5 things you need to know about Spain

5 things you need to know about Spain

When you travel to a foreign country it’s easy to make mistakes because we don’t know how things work over there. It’s easy to assume that everybody does things the same way we do and this can lead to difficult or embarrassing situations.

So, what are the things you need to know about Spain? There are more, but let’s start with these 5:

1. It’s not siesta time!

I read a lot of comments about siesta in Camino forums: 

“Everything was closed because it was siesta time” 

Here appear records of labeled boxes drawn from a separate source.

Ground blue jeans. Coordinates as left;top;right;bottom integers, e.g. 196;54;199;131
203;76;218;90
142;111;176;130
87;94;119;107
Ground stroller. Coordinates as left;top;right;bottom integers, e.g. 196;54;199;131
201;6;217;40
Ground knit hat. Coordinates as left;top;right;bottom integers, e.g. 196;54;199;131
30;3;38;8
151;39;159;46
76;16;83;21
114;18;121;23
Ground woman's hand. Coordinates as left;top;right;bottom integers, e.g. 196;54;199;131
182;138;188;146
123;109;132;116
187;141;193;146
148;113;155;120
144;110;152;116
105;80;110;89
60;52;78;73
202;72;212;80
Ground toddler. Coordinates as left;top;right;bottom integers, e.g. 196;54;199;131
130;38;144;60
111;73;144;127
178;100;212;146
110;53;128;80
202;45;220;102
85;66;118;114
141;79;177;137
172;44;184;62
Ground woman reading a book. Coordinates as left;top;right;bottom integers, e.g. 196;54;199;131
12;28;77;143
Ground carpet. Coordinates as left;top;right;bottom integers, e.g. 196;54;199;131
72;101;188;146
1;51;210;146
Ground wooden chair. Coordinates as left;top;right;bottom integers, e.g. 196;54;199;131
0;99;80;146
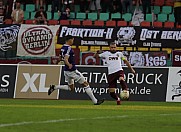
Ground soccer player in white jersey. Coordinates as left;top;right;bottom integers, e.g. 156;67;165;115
48;35;104;105
94;42;135;105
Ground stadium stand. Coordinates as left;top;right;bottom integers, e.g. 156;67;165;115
76;12;86;20
164;22;174;28
48;20;58;25
4;19;13;24
111;12;121;20
88;12;98;21
157;14;167;22
122;13;132;22
94;20;104;26
99;13;109;21
141;21;151;27
59;20;70;26
117;21;128;27
153;21;163;27
162;6;173;14
106;20;116;27
82;20;92;26
70;20;81;26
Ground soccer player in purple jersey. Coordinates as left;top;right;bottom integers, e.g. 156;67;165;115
48;35;104;105
94;42;136;105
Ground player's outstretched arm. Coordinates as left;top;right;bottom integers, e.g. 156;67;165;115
93;50;103;58
124;59;136;74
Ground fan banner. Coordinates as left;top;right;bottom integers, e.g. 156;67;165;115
80;51;168;67
172;50;181;67
58;26;181;48
17;24;59;57
59;65;169;101
0;24;20;52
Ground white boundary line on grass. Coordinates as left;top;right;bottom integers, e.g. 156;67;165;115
0;113;181;128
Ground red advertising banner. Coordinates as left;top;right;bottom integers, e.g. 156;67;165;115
0;58;48;64
80;51;168;67
81;52;100;65
51;48;80;65
172;50;181;66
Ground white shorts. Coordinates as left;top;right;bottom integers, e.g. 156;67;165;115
64;70;86;85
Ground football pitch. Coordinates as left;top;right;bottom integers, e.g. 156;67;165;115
0;99;181;132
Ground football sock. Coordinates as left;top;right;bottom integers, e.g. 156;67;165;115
120;80;128;90
55;85;71;91
110;92;119;100
84;85;97;104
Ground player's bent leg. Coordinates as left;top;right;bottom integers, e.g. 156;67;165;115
48;85;55;95
82;81;105;105
119;77;128;90
109;88;121;105
68;84;75;91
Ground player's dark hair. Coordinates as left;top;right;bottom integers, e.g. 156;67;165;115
109;42;116;46
65;35;74;41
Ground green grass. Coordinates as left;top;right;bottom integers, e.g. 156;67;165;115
0;99;181;132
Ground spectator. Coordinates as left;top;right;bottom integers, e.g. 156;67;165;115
5;0;14;19
11;0;24;24
80;0;91;12
101;0;113;12
113;0;122;13
52;0;62;19
141;0;151;16
121;0;133;13
62;0;74;11
90;0;101;14
33;6;47;24
58;7;70;20
174;0;181;25
35;0;44;11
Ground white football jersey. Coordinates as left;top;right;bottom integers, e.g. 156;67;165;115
99;51;126;74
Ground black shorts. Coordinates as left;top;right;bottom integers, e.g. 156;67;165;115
108;70;124;88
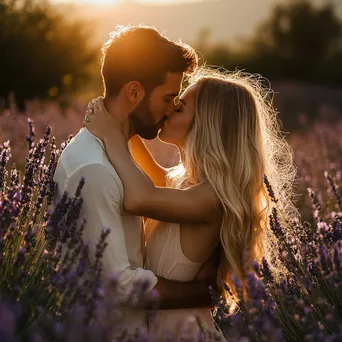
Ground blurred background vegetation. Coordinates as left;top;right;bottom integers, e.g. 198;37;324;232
0;0;342;223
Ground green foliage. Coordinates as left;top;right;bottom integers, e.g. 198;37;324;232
0;0;97;107
199;0;342;85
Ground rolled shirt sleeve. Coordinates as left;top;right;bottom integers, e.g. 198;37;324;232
66;164;158;301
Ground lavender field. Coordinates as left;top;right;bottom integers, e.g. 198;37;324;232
0;92;342;342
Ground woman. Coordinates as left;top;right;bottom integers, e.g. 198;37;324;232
86;69;294;331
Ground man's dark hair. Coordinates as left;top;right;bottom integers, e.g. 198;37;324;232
101;25;198;97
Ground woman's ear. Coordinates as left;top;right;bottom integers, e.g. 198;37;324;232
126;81;145;105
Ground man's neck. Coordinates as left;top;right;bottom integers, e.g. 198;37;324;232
103;97;135;141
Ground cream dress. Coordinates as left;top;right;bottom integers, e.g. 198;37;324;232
145;220;226;341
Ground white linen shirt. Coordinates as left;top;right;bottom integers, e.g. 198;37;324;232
53;128;158;332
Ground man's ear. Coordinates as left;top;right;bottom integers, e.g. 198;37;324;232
126;81;145;105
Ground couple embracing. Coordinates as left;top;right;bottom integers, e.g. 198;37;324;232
54;26;293;340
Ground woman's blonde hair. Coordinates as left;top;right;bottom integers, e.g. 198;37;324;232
168;68;296;294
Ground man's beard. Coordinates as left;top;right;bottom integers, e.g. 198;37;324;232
128;98;167;140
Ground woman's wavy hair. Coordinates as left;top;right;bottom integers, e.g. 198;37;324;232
168;68;296;296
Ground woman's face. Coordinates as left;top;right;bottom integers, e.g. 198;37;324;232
158;84;196;147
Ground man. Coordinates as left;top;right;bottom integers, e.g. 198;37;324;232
54;26;215;331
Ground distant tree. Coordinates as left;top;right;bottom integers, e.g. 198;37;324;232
252;0;342;80
0;0;98;106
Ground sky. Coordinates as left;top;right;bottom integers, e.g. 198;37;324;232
52;0;201;5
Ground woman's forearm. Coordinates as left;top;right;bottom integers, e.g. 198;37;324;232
130;135;166;186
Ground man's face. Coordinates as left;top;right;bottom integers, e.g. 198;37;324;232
129;72;183;140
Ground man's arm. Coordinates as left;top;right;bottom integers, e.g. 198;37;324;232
67;164;216;309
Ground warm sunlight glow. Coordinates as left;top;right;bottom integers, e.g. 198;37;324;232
52;0;201;5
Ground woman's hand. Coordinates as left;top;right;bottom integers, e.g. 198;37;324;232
83;96;123;142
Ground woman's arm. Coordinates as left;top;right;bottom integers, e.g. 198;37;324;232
130;135;167;186
84;96;220;223
103;132;219;223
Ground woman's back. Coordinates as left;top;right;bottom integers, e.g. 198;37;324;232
145;220;224;341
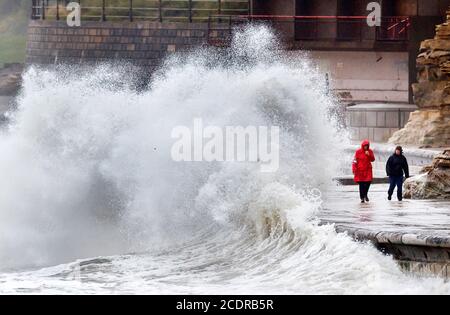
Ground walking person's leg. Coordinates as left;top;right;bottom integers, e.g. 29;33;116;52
358;182;365;202
364;182;372;202
397;176;403;201
388;176;397;200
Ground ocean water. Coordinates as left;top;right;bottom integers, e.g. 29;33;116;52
0;26;450;294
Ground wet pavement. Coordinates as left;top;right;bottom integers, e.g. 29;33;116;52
319;184;450;241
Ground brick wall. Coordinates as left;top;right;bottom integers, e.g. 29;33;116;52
27;20;229;68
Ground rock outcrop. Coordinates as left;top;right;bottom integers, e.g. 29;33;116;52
404;150;450;199
389;11;450;147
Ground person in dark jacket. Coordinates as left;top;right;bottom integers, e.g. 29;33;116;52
386;146;409;201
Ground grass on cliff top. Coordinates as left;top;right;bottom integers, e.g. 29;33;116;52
0;34;27;67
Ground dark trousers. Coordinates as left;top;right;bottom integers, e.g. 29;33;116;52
388;176;403;200
359;182;372;200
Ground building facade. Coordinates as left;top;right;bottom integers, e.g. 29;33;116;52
27;0;450;103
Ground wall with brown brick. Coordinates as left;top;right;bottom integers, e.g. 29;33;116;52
27;20;229;68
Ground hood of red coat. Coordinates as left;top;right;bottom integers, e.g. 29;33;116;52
361;140;370;149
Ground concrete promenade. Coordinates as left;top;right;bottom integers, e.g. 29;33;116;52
319;184;450;278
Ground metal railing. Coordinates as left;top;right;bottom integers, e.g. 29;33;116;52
230;15;410;41
31;0;250;22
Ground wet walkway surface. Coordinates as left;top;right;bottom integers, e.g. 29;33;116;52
319;184;450;244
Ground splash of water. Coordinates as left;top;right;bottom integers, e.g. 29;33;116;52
0;27;448;293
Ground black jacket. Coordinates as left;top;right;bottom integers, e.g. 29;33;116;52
386;154;409;178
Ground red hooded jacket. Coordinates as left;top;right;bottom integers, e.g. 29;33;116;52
352;140;375;183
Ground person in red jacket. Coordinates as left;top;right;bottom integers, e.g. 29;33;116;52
352;140;375;203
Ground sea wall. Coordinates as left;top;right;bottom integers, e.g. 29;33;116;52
27;20;229;68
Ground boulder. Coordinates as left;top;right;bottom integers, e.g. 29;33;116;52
389;11;450;147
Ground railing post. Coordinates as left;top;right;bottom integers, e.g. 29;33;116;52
128;0;133;22
41;0;45;20
102;0;106;22
56;0;59;21
189;0;192;23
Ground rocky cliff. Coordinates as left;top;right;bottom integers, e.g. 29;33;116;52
404;150;450;199
389;11;450;147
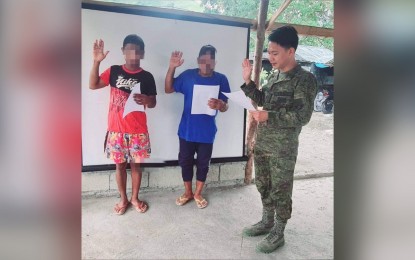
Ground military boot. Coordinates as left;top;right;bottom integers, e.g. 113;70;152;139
242;209;275;237
256;215;287;254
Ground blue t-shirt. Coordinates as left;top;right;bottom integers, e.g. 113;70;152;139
173;69;231;144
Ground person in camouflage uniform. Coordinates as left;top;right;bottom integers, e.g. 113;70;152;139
241;26;317;253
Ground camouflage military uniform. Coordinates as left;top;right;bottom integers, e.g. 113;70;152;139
241;65;317;222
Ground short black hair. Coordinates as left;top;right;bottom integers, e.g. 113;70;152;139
122;34;144;51
268;25;298;50
198;44;216;59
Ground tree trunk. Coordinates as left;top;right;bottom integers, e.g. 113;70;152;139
245;0;269;184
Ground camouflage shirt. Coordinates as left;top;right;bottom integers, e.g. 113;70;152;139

“There were no people on the streets because it was siesta time” 

It’s almost like anything unfamiliar you experience gets blamed on the siesta. Sorry to burst your stereotypes but… siesta is not really a thing in Spain. At least not the way you think it is. If you go to a shop at 3:00 or 4:00pm and it’s closed it is not because it’s siesta time. It’s because it’s lunch time. 

Yes. Lunch time. But that’s way more than the usual one hour lunch break, you may say. Well, lunch in Spain is the main meal of the day, quite often a 3-course meal. So, one hour is not enough. Also, traditionally, people would go home for lunch. Not everybody can do that these days, especially in the bigger cities, but many people still do. For more details about eating times, go to nº2.

And if you go for a walk around town at 6:00 or 7:00pm in the summertime and the place is deserted, it’s not siesta time. People could be either at the beach or pool or simply at home, staying away from el calor (the heat).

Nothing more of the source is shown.